Metro pour l’enfer de Vladimir Volkoff

couv55564796Je continue le mois où je vide ma pile à lire des romans de moins de 200 pages avec Metro pour l’enfer de Vladimir Volkoff.

Synopsis
Un violoncelliste, deuxième classe de l’armée française de surcroît, rencontre dans le métro une jeune fille qu’il aima jadis et qui mourut.
Ses joues sont blêmes, ses paupières d’argent, ses doigts glacés. Elle lui dérobe ses lèvres bleues mais l’entraîne dans la dernière rame, au-delà de la dernière station.
Mille légendes n’attestent-elles pas l’existence d’un monde souterrain qui, de temps en temps, entre en communication avec le nôtre ? Mais depuis le Moyen Âge, l’entonnoir infernal que Dante, seul parmi les vivants, visita, s’est modernisé. C’est maintenant un enfer technique. … Jusqu’au jour apocalyptique de la révolte des morts !

Pourtant jusqu’à la moitié du roman c’était vraiment prometteur avec la découverte d’un monde de “mort”, nécrozone, assez étrange et rempli de manipulation chirurgicale et bioingénieurie. La « vie » y est tellement horrible pour certains qu’ils souhaitent une mort définitive. On découvre ce monde à travers trois personnes, 2 nécrozones et un vivant. C’est du coup assez intéressant. On découvre aussi l’empereur de cette necrozone et sa mission. Mais c’est malheureusement à partir de là que le roman a commencé à m’ennuyer. Pourtant, je portais vraiment un grand intérêt à cette nécrozone, son système et le but de l’empereur, bien que simpliste.

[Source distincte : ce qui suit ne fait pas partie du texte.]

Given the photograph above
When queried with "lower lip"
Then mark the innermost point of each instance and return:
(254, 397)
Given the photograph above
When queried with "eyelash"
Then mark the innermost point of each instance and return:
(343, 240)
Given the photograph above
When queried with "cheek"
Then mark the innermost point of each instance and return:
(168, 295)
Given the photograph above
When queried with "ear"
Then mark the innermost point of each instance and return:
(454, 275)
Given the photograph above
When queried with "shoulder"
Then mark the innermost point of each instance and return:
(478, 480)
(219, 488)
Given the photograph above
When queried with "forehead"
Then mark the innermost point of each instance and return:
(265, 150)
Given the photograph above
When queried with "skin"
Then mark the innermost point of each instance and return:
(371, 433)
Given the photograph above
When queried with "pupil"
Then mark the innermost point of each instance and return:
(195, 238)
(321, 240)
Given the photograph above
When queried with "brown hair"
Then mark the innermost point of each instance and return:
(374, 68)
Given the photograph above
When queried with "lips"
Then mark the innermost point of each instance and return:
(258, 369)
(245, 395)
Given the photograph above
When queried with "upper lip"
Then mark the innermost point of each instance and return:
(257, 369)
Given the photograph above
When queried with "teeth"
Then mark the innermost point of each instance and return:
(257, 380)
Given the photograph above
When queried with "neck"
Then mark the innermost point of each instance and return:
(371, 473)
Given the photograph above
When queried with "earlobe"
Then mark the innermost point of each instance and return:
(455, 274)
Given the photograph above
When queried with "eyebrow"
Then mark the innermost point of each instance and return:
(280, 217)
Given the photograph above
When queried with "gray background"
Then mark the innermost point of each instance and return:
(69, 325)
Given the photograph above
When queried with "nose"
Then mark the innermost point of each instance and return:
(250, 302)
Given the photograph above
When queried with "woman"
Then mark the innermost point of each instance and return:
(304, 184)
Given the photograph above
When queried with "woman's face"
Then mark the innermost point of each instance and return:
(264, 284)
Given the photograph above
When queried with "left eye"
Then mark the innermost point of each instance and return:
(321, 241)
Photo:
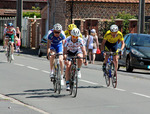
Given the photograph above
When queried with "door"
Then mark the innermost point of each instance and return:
(91, 24)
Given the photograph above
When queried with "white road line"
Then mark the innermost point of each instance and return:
(45, 71)
(141, 95)
(32, 68)
(89, 82)
(19, 64)
(119, 89)
(20, 103)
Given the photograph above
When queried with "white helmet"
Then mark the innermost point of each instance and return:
(114, 28)
(75, 32)
(57, 26)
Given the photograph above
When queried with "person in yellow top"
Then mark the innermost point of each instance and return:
(110, 41)
(70, 27)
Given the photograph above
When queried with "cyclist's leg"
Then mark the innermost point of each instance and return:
(94, 55)
(60, 51)
(52, 57)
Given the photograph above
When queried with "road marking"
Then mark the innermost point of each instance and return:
(19, 64)
(45, 71)
(141, 95)
(23, 104)
(89, 82)
(32, 68)
(119, 89)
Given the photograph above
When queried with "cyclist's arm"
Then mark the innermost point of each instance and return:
(84, 54)
(48, 46)
(102, 45)
(123, 44)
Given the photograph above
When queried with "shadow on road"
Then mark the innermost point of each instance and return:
(48, 93)
(137, 72)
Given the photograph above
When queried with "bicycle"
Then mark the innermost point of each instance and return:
(57, 74)
(110, 71)
(73, 75)
(9, 53)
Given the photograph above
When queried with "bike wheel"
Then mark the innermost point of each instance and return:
(107, 79)
(58, 79)
(72, 74)
(106, 75)
(54, 81)
(75, 85)
(114, 76)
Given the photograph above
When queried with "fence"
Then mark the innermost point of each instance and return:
(6, 20)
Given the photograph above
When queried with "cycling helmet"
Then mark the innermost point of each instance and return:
(57, 27)
(75, 32)
(10, 24)
(71, 26)
(114, 28)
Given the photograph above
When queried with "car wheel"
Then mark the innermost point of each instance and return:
(40, 53)
(128, 65)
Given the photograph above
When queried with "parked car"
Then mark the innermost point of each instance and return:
(136, 53)
(43, 46)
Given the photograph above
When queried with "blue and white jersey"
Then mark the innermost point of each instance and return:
(56, 40)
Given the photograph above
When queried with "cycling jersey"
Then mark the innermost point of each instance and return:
(74, 47)
(56, 42)
(112, 43)
(108, 37)
(67, 34)
(10, 33)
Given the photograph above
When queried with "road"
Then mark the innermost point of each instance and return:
(26, 81)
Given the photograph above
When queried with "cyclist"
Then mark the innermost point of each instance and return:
(55, 42)
(111, 40)
(74, 45)
(70, 27)
(10, 33)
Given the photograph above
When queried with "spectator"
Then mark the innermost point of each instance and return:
(85, 38)
(4, 42)
(92, 45)
(18, 40)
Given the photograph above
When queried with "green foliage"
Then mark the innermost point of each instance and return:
(126, 17)
(31, 14)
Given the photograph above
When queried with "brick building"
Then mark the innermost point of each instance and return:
(91, 13)
(8, 7)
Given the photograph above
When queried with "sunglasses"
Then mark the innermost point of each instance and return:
(75, 37)
(57, 32)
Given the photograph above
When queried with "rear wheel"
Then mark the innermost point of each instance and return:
(58, 79)
(39, 52)
(106, 75)
(75, 86)
(128, 65)
(114, 75)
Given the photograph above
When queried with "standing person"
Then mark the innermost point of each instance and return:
(70, 27)
(92, 45)
(85, 38)
(74, 47)
(4, 42)
(18, 40)
(110, 43)
(55, 43)
(10, 33)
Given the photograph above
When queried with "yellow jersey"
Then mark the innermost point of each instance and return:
(67, 34)
(108, 37)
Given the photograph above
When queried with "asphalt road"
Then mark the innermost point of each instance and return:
(26, 81)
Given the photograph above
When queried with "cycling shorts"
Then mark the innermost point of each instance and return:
(10, 36)
(111, 47)
(57, 48)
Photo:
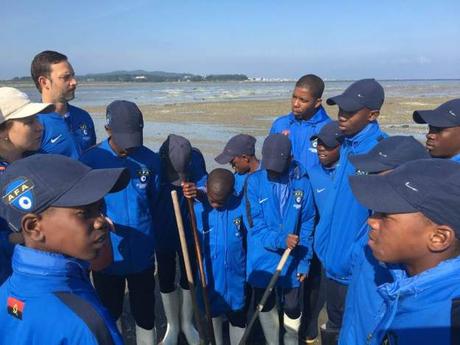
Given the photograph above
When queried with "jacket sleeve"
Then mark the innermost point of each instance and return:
(307, 219)
(271, 239)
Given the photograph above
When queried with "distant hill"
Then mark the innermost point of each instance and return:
(155, 76)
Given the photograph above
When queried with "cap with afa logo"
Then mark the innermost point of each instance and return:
(35, 183)
(429, 186)
(444, 116)
(276, 153)
(126, 123)
(240, 144)
(390, 153)
(330, 135)
(177, 151)
(364, 93)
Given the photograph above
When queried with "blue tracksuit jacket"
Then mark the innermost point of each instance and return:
(6, 248)
(49, 300)
(223, 237)
(300, 132)
(423, 309)
(322, 180)
(364, 304)
(167, 237)
(68, 135)
(345, 221)
(269, 229)
(131, 209)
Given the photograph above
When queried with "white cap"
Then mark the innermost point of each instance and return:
(15, 104)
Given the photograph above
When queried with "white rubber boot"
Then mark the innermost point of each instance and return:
(171, 307)
(236, 333)
(119, 325)
(291, 337)
(271, 326)
(145, 336)
(189, 330)
(217, 326)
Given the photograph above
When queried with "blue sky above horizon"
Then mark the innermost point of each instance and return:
(335, 39)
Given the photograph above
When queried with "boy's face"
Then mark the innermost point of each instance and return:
(399, 238)
(303, 104)
(327, 155)
(443, 142)
(61, 84)
(240, 164)
(351, 123)
(79, 232)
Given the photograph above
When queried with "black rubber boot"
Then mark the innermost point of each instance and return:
(329, 336)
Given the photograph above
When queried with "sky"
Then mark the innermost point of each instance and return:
(335, 39)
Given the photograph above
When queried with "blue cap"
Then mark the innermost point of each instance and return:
(177, 151)
(444, 116)
(240, 144)
(126, 123)
(429, 186)
(276, 152)
(330, 135)
(390, 153)
(364, 93)
(33, 184)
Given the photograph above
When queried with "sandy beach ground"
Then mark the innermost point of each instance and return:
(209, 125)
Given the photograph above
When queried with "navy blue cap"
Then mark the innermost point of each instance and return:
(330, 135)
(364, 93)
(178, 153)
(444, 116)
(429, 186)
(240, 144)
(126, 123)
(33, 184)
(276, 152)
(390, 153)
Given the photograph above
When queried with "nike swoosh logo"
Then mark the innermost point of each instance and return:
(407, 184)
(53, 140)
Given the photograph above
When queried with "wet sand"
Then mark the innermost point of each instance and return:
(209, 125)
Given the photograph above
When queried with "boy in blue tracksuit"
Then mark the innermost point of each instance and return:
(416, 224)
(363, 299)
(327, 143)
(56, 203)
(219, 219)
(240, 152)
(183, 170)
(280, 215)
(344, 219)
(132, 212)
(443, 137)
(305, 120)
(69, 130)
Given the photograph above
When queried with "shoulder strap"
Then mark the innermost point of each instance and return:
(247, 204)
(88, 314)
(455, 322)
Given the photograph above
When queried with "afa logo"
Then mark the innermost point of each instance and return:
(313, 145)
(298, 196)
(237, 222)
(19, 194)
(84, 128)
(143, 175)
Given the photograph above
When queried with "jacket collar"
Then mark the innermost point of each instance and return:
(406, 286)
(317, 117)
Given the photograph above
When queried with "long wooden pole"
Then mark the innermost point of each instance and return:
(188, 267)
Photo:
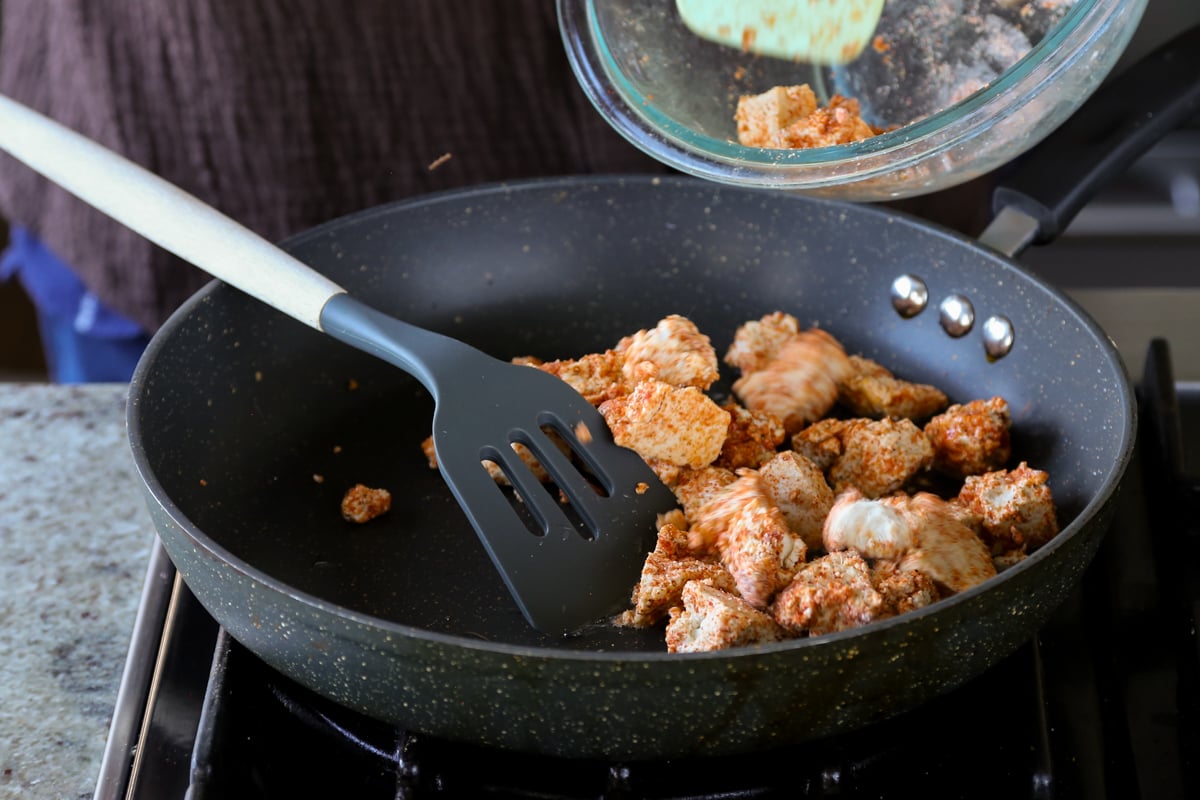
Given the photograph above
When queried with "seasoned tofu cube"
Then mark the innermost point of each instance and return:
(971, 438)
(903, 590)
(798, 488)
(673, 352)
(1015, 507)
(880, 456)
(873, 391)
(833, 593)
(877, 457)
(877, 529)
(751, 536)
(821, 441)
(363, 503)
(947, 551)
(755, 343)
(659, 421)
(597, 376)
(753, 439)
(665, 573)
(696, 487)
(712, 619)
(799, 384)
(760, 118)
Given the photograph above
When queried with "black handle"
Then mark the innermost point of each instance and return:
(1104, 137)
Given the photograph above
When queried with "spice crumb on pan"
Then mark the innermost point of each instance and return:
(363, 504)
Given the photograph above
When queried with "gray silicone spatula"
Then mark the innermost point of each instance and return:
(822, 31)
(580, 561)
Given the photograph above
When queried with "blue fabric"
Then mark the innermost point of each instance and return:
(84, 341)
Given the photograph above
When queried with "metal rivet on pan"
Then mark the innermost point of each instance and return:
(910, 295)
(958, 314)
(997, 336)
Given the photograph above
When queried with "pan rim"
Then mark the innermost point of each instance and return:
(1109, 486)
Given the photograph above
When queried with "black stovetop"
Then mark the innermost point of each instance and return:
(1103, 703)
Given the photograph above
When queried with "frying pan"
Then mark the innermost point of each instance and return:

Puis c’est partie dans un « délire » que j’ai totalement lâché, suivant très passivement les péripéties jusqu’à m’en ennuyer. Au deux tiers du livre, j’ai commencé à ne plus suivre ce roman alors que l’histoire m’intéressait. Peut-être parce que tout est arrivé si vite alors que jusque-là, on entrait progressivement dans l’ambiance et l’histoire. Un peu comme si l’auteur devait vite boucler le roman, alors que ça se développé bien. Cette cassure de rythme, dans ce roman-là, m’a totalement perdue et ennuyée.